Liam: Do you feel your efforts have been at all successful?
Alan: I think we have made some gains. I believe it’s important for people to build traditions. Peoples, nations if you like, have to live from traditions. It’s that which provides us with continuity, and a nation needs a sense of continuity to survive.
For us, the term “Celtic” has to have some meaning, a connection to the past, but also some justification for its use today. We can’t just sit here singing old songs and trying to play traditional music. We like all that, but must validate the Celtic idea in modern terms as well. And that’s what we are doing here.
For instance, Bernard Moffatt, our Secretary General, has established a system to monitor the movements of submarines that are causing accidents in the Irish Sea (see Carn #s 49 & 52). He has support from Welsh MPs, but also from people of Irish background living in England.
Liam: What part would you like to see the American Branch play in League affairs?

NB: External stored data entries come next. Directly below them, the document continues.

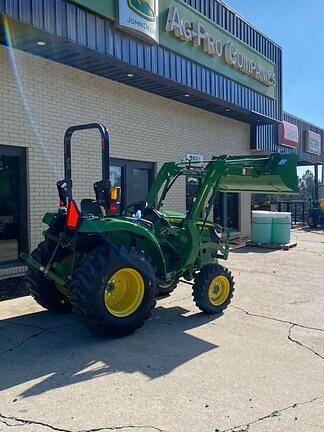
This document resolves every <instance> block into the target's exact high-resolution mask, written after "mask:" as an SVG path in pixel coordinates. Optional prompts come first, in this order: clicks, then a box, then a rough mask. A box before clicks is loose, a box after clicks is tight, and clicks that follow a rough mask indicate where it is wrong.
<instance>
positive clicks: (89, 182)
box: [0, 47, 250, 247]
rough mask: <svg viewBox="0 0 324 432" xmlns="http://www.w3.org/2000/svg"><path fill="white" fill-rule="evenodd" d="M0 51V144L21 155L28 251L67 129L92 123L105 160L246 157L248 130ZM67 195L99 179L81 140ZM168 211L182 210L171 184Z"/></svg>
mask: <svg viewBox="0 0 324 432" xmlns="http://www.w3.org/2000/svg"><path fill="white" fill-rule="evenodd" d="M13 52H14V59H15V62H16V70H17V74H15V73H13V65H12V62H11V61H10V56H9V52H8V50H7V49H6V48H4V47H0V65H1V66H0V100H1V104H0V144H3V145H13V146H23V147H27V148H28V155H27V156H28V165H29V166H28V176H29V178H28V186H29V188H28V189H29V203H30V204H29V205H30V209H29V218H30V227H31V228H30V240H31V247H34V246H35V244H36V243H37V242H38V241H39V240H40V239H41V231H42V229H43V226H42V223H41V218H42V216H43V214H44V212H45V211H51V210H53V209H55V208H56V206H57V201H58V198H57V192H56V186H55V185H56V181H57V180H58V179H61V178H63V151H62V150H63V135H64V131H65V130H66V128H67V127H68V126H70V125H71V124H77V123H86V122H95V121H99V122H102V123H104V124H106V125H107V126H108V127H109V129H110V132H111V156H112V157H116V158H124V159H133V160H143V161H152V162H156V163H157V168H159V167H160V166H161V164H162V163H163V162H164V161H166V160H180V159H182V158H183V157H184V156H185V155H186V154H187V153H198V154H202V155H203V156H204V157H205V158H210V157H211V156H212V155H220V154H224V153H229V154H239V153H241V154H242V153H243V154H244V153H249V152H250V150H249V140H250V135H249V133H250V132H249V126H248V125H246V124H244V123H240V122H237V121H234V120H231V119H227V118H225V117H222V116H218V115H216V114H212V113H209V112H206V111H203V110H200V109H197V108H193V107H190V106H188V105H184V104H180V103H178V102H174V101H172V100H169V99H165V98H161V97H159V96H155V95H152V94H150V93H147V92H144V91H141V90H137V89H134V88H131V87H128V86H126V85H123V84H119V83H116V82H114V81H111V80H108V79H105V78H101V77H98V76H96V75H93V74H89V73H86V72H82V71H80V70H77V69H74V68H71V67H67V66H64V65H61V64H59V63H54V62H51V61H47V60H45V59H42V58H40V57H36V56H32V55H29V54H26V53H23V52H21V51H17V50H14V51H13ZM72 147H73V150H74V151H73V167H72V170H73V171H72V175H73V179H74V192H75V195H76V197H77V198H79V197H81V196H88V195H89V194H92V184H93V183H94V181H97V180H99V179H100V156H101V153H100V150H99V140H98V137H97V135H96V134H95V133H93V132H87V133H84V134H80V135H76V136H75V137H74V138H73V144H72ZM169 205H170V207H172V208H173V209H175V210H183V209H184V205H185V191H184V188H183V187H182V186H181V185H180V184H179V185H178V186H177V187H176V188H175V190H174V192H173V195H172V196H171V197H170V200H169ZM240 206H241V221H240V225H241V228H242V229H241V231H242V235H243V236H246V235H248V234H249V225H250V223H249V218H250V197H249V194H244V195H242V197H241V200H240Z"/></svg>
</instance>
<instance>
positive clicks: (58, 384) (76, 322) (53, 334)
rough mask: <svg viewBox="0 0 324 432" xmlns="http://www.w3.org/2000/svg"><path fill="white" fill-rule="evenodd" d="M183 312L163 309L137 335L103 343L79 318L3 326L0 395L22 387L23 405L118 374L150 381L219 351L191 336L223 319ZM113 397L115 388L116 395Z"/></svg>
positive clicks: (43, 318)
mask: <svg viewBox="0 0 324 432" xmlns="http://www.w3.org/2000/svg"><path fill="white" fill-rule="evenodd" d="M188 312H189V311H188V310H186V309H183V308H181V307H161V306H160V307H157V308H155V310H154V311H153V313H152V318H151V319H150V320H148V321H146V323H145V325H144V327H143V328H142V329H140V330H138V331H137V332H135V333H134V334H133V335H131V336H128V337H125V338H122V339H103V338H99V337H96V336H94V335H92V334H91V333H90V332H89V331H88V330H87V329H86V328H84V327H83V326H82V325H81V324H80V323H79V321H78V320H77V319H76V318H75V317H74V316H73V315H69V316H58V315H53V314H50V313H49V312H45V311H44V312H43V311H42V312H37V313H32V314H29V315H24V316H19V317H16V318H9V319H5V320H2V321H0V365H1V366H0V391H2V390H5V389H9V388H12V387H15V386H21V388H20V389H19V390H17V391H18V393H19V399H20V398H26V397H30V396H34V395H38V394H42V393H44V392H47V391H50V390H52V389H56V388H61V387H65V386H70V385H73V384H76V383H80V382H85V381H88V380H92V379H95V378H98V377H102V376H107V377H108V379H107V388H108V389H109V382H110V380H109V376H110V375H113V374H116V373H126V374H132V373H137V372H140V373H142V374H144V375H145V376H147V377H148V378H149V379H155V378H158V377H161V376H164V375H167V374H169V373H170V372H171V371H173V370H174V369H175V368H177V367H179V366H181V365H183V364H184V363H186V362H188V361H190V360H192V359H194V358H195V357H198V356H200V355H201V354H203V353H206V352H208V351H211V350H214V349H216V348H217V347H218V345H215V344H213V343H210V342H207V341H205V340H203V339H200V338H199V337H196V336H193V335H192V334H189V333H188V331H189V330H191V329H194V328H197V327H200V326H202V325H204V324H207V323H209V322H211V321H214V320H215V319H216V318H217V317H215V316H213V317H208V316H206V315H203V314H201V313H197V314H190V315H189V316H184V314H187V313H188ZM111 390H112V391H113V388H112V389H111Z"/></svg>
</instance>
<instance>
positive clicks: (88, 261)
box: [71, 247, 155, 337]
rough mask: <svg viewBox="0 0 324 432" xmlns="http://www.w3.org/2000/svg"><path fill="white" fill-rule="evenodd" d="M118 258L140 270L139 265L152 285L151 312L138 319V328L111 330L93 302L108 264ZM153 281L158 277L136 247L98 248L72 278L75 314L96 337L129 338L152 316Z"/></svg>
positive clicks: (142, 255)
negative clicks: (114, 258)
mask: <svg viewBox="0 0 324 432" xmlns="http://www.w3.org/2000/svg"><path fill="white" fill-rule="evenodd" d="M117 257H121V258H122V259H126V260H127V261H129V262H130V263H132V262H134V263H136V266H137V267H139V266H140V268H141V272H142V273H144V274H146V275H147V277H148V278H150V280H152V283H153V287H152V296H151V297H152V298H151V300H150V304H149V308H148V310H147V311H145V313H143V316H142V317H141V319H139V320H137V322H136V323H135V325H124V327H123V328H117V327H109V326H108V325H107V324H106V323H103V321H102V318H101V316H99V315H98V313H97V310H96V307H95V304H94V300H93V299H94V295H95V293H96V291H97V289H98V286H97V285H98V284H100V280H102V279H103V278H104V276H105V274H106V273H107V269H109V262H110V261H111V260H112V258H115V259H116V258H117ZM154 279H155V275H154V271H153V268H152V266H151V264H150V263H149V262H148V260H146V259H145V257H144V255H143V254H141V253H139V252H137V251H136V249H135V248H131V249H130V250H129V251H128V250H127V249H126V248H124V247H122V248H120V249H118V248H110V249H109V251H108V250H107V249H106V248H105V249H104V248H97V249H95V250H93V251H92V252H90V253H89V255H88V256H87V257H86V258H85V259H84V260H83V261H82V262H81V263H80V265H79V267H78V268H77V270H76V271H75V272H74V274H73V276H72V280H73V290H72V295H71V301H72V304H73V311H74V312H75V313H76V315H77V316H78V317H79V319H80V320H81V322H82V323H83V324H85V325H86V326H87V327H88V328H89V329H90V330H91V331H92V332H93V333H95V334H99V335H103V334H104V335H107V336H112V337H122V336H126V335H128V334H131V333H133V332H134V331H135V330H137V329H138V328H140V327H142V326H143V324H144V321H145V320H146V319H148V318H149V317H150V316H151V309H152V308H153V307H154V306H155V302H154V298H153V297H154V291H155V287H154ZM101 283H102V282H101ZM107 313H108V312H107Z"/></svg>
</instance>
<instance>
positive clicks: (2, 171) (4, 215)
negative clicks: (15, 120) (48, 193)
mask: <svg viewBox="0 0 324 432" xmlns="http://www.w3.org/2000/svg"><path fill="white" fill-rule="evenodd" d="M22 155H23V150H19V149H17V150H15V149H9V148H6V147H5V146H0V264H1V263H4V262H7V261H13V260H17V259H18V258H19V252H20V250H21V247H22V244H23V243H26V242H25V241H24V240H25V237H26V232H24V231H26V226H25V223H26V215H25V213H24V211H23V210H26V208H24V209H22V203H23V202H25V199H26V191H25V187H24V183H25V182H24V181H23V180H25V179H23V178H22V168H23V163H24V161H23V160H22V159H23V158H22Z"/></svg>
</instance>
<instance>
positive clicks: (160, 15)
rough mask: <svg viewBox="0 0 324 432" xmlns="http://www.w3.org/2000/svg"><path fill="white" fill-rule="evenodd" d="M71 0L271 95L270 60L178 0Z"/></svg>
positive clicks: (198, 61)
mask: <svg viewBox="0 0 324 432" xmlns="http://www.w3.org/2000/svg"><path fill="white" fill-rule="evenodd" d="M73 2H74V3H77V4H79V5H82V6H84V7H86V8H87V9H90V10H92V11H93V12H96V13H98V14H100V15H103V16H105V17H106V18H109V19H112V20H114V21H115V22H116V24H117V25H118V26H119V27H120V28H122V29H123V30H125V31H129V32H132V33H134V34H135V35H136V36H137V37H140V38H143V39H145V40H146V41H149V42H151V43H159V44H160V45H162V46H164V47H166V48H168V49H170V50H171V51H174V52H177V53H178V54H181V55H183V56H185V57H187V58H189V59H191V60H193V61H195V62H197V63H200V64H202V65H204V66H206V67H208V68H209V69H211V70H214V71H216V72H217V73H219V74H222V75H224V76H226V77H227V78H230V79H232V80H234V81H236V82H238V83H240V84H242V85H245V86H247V87H249V88H251V89H253V90H255V91H257V92H259V93H262V94H264V95H266V96H268V97H270V98H273V99H274V98H276V84H277V83H276V65H275V64H274V63H273V62H271V61H270V60H269V59H267V58H266V57H264V56H263V55H261V54H260V53H258V52H257V51H255V50H254V49H252V48H250V47H249V46H248V45H247V44H245V43H244V42H242V41H240V40H239V39H237V38H236V37H234V36H233V35H232V34H230V33H228V32H227V31H225V30H223V29H222V28H221V27H220V26H218V25H216V24H215V23H214V22H212V21H211V20H209V19H208V18H206V17H205V16H203V15H202V14H200V13H199V12H197V11H196V10H194V9H193V8H191V7H190V6H188V5H187V4H185V3H184V2H183V1H181V0H91V1H90V0H73Z"/></svg>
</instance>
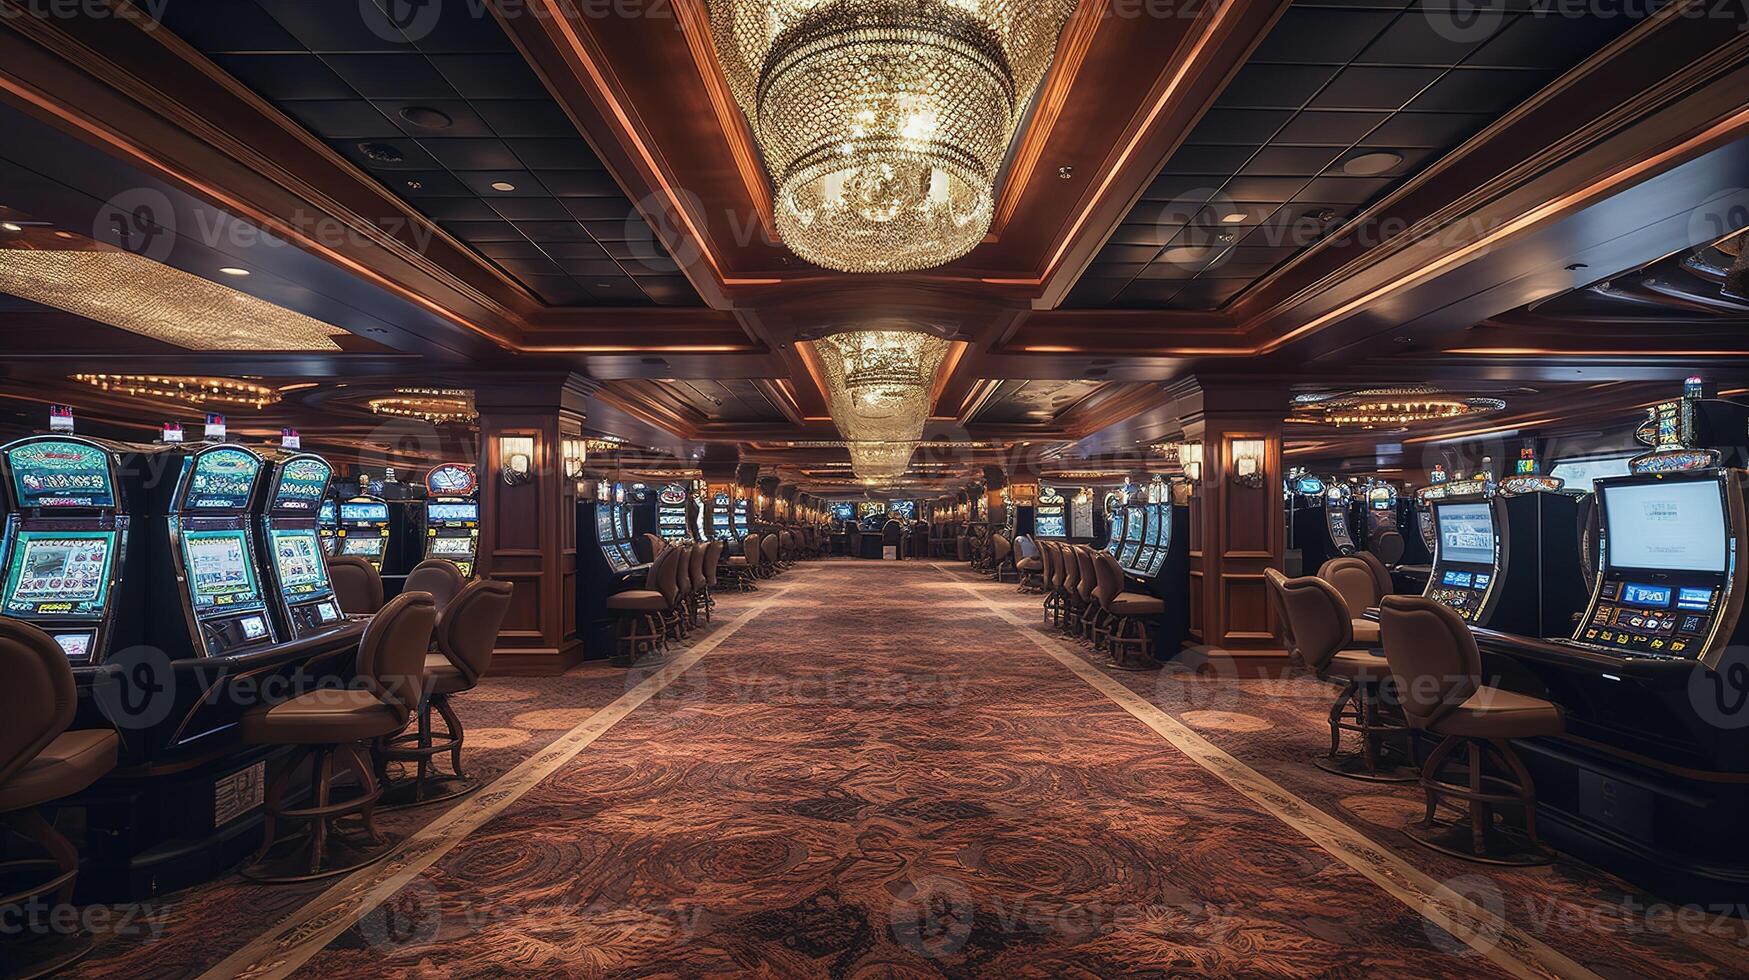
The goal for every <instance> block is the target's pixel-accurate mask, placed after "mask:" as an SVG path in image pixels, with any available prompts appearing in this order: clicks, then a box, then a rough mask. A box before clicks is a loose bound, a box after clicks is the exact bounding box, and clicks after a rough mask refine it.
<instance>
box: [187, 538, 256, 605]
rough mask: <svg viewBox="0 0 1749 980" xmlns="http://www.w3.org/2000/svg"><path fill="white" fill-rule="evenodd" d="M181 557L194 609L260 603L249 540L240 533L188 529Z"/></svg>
mask: <svg viewBox="0 0 1749 980" xmlns="http://www.w3.org/2000/svg"><path fill="white" fill-rule="evenodd" d="M182 555H184V560H185V562H187V576H189V595H192V597H194V607H196V609H219V607H226V606H252V604H257V602H261V586H259V584H255V565H254V563H250V560H248V539H247V537H245V535H243V532H241V530H187V532H184V534H182Z"/></svg>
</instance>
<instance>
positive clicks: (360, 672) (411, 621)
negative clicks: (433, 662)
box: [359, 591, 437, 721]
mask: <svg viewBox="0 0 1749 980" xmlns="http://www.w3.org/2000/svg"><path fill="white" fill-rule="evenodd" d="M434 627H437V604H436V602H432V597H430V595H427V593H423V591H402V593H401V595H397V597H394V598H390V600H388V604H387V606H383V609H381V611H380V613H378V614H376V616H374V618H373V620H371V625H369V627H366V628H364V639H362V641H359V679H360V681H362V683H364V684H366V686H367V688H369V690H371V693H374V695H376V697H378V698H381V702H383V704H387V705H388V707H392V709H395V714H399V716H401V718H402V721H404V719H406V718H408V716H409V714H411V712H413V709H416V707H420V700H422V698H423V697H425V655H427V653H429V651H430V648H432V628H434Z"/></svg>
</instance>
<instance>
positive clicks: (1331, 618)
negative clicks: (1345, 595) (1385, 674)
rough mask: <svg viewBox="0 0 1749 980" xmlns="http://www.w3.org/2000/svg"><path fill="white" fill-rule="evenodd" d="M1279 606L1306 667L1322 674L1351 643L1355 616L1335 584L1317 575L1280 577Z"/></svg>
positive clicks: (1353, 627)
mask: <svg viewBox="0 0 1749 980" xmlns="http://www.w3.org/2000/svg"><path fill="white" fill-rule="evenodd" d="M1280 588H1282V606H1284V607H1286V609H1287V623H1289V628H1291V630H1293V634H1294V642H1296V644H1300V658H1301V660H1305V662H1307V667H1310V669H1312V670H1315V672H1319V674H1324V670H1326V669H1329V662H1331V660H1333V658H1334V656H1336V655H1338V653H1341V651H1345V649H1350V648H1352V646H1354V618H1352V616H1348V604H1347V602H1343V598H1341V593H1340V591H1336V586H1333V584H1329V583H1327V581H1324V579H1320V577H1319V576H1301V577H1298V579H1286V581H1282V586H1280Z"/></svg>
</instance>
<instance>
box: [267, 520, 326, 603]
mask: <svg viewBox="0 0 1749 980" xmlns="http://www.w3.org/2000/svg"><path fill="white" fill-rule="evenodd" d="M269 542H271V544H273V563H275V567H276V569H278V570H280V591H283V593H285V597H287V598H292V600H296V598H303V597H306V595H327V593H329V591H332V588H331V586H329V577H327V556H325V555H322V542H320V541H317V532H313V530H310V528H292V530H278V528H276V530H273V534H269Z"/></svg>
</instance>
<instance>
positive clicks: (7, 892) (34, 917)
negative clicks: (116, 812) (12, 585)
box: [0, 618, 121, 977]
mask: <svg viewBox="0 0 1749 980" xmlns="http://www.w3.org/2000/svg"><path fill="white" fill-rule="evenodd" d="M0 670H3V676H5V684H3V686H0V711H3V712H5V719H7V721H5V725H3V726H0V823H3V824H5V826H7V828H10V830H12V831H14V833H17V835H19V837H23V838H26V840H30V842H31V844H35V845H37V847H40V849H42V851H44V852H45V854H47V859H17V861H7V863H5V865H0V880H3V882H5V887H3V891H5V893H7V894H3V896H0V908H7V910H12V914H14V919H12V921H10V922H9V926H10V928H12V929H14V931H12V933H10V935H7V936H5V940H3V942H0V966H3V968H5V970H7V975H9V977H42V975H45V973H52V971H56V970H59V968H63V966H66V964H70V963H73V961H77V959H79V957H82V956H86V954H87V952H91V936H89V935H87V933H84V931H82V929H79V931H73V933H65V931H61V929H59V928H58V926H56V924H54V922H52V921H49V922H37V921H35V917H33V915H28V908H30V907H31V903H33V901H40V900H49V901H52V907H51V908H65V907H66V905H68V903H70V901H72V898H73V882H75V879H77V877H79V851H77V849H73V845H72V842H68V840H66V838H65V837H61V833H59V831H58V830H54V824H51V823H49V819H47V817H44V816H42V807H47V805H51V803H54V802H56V800H59V798H63V796H72V795H73V793H79V791H82V789H86V788H87V786H91V784H93V782H96V781H98V779H101V777H103V775H105V774H107V772H110V770H112V768H115V754H117V751H119V747H121V739H117V737H115V732H112V730H108V728H100V730H82V732H68V730H66V726H68V725H72V723H73V712H75V709H77V705H79V691H77V688H75V683H73V669H72V667H68V663H66V651H63V649H61V644H58V642H54V639H52V637H49V634H44V632H42V630H38V628H37V627H31V625H30V623H21V621H17V620H5V618H0ZM21 919H23V921H21Z"/></svg>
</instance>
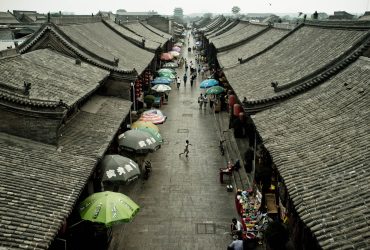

Alan: Well, there are situations where expressions of support would be important. For example, a number of young Bretons have been involved in the Stourm Ar Brezhoneg campaign for bilingual roadsigns. Some have been brought before French courts, and the fines imposed on them are increasingly heavy. Now, I myself would say “You should think of that beforehand and be prepared for it.” But I would hope that Americans would at least write to the French government in support of him and the other language activists.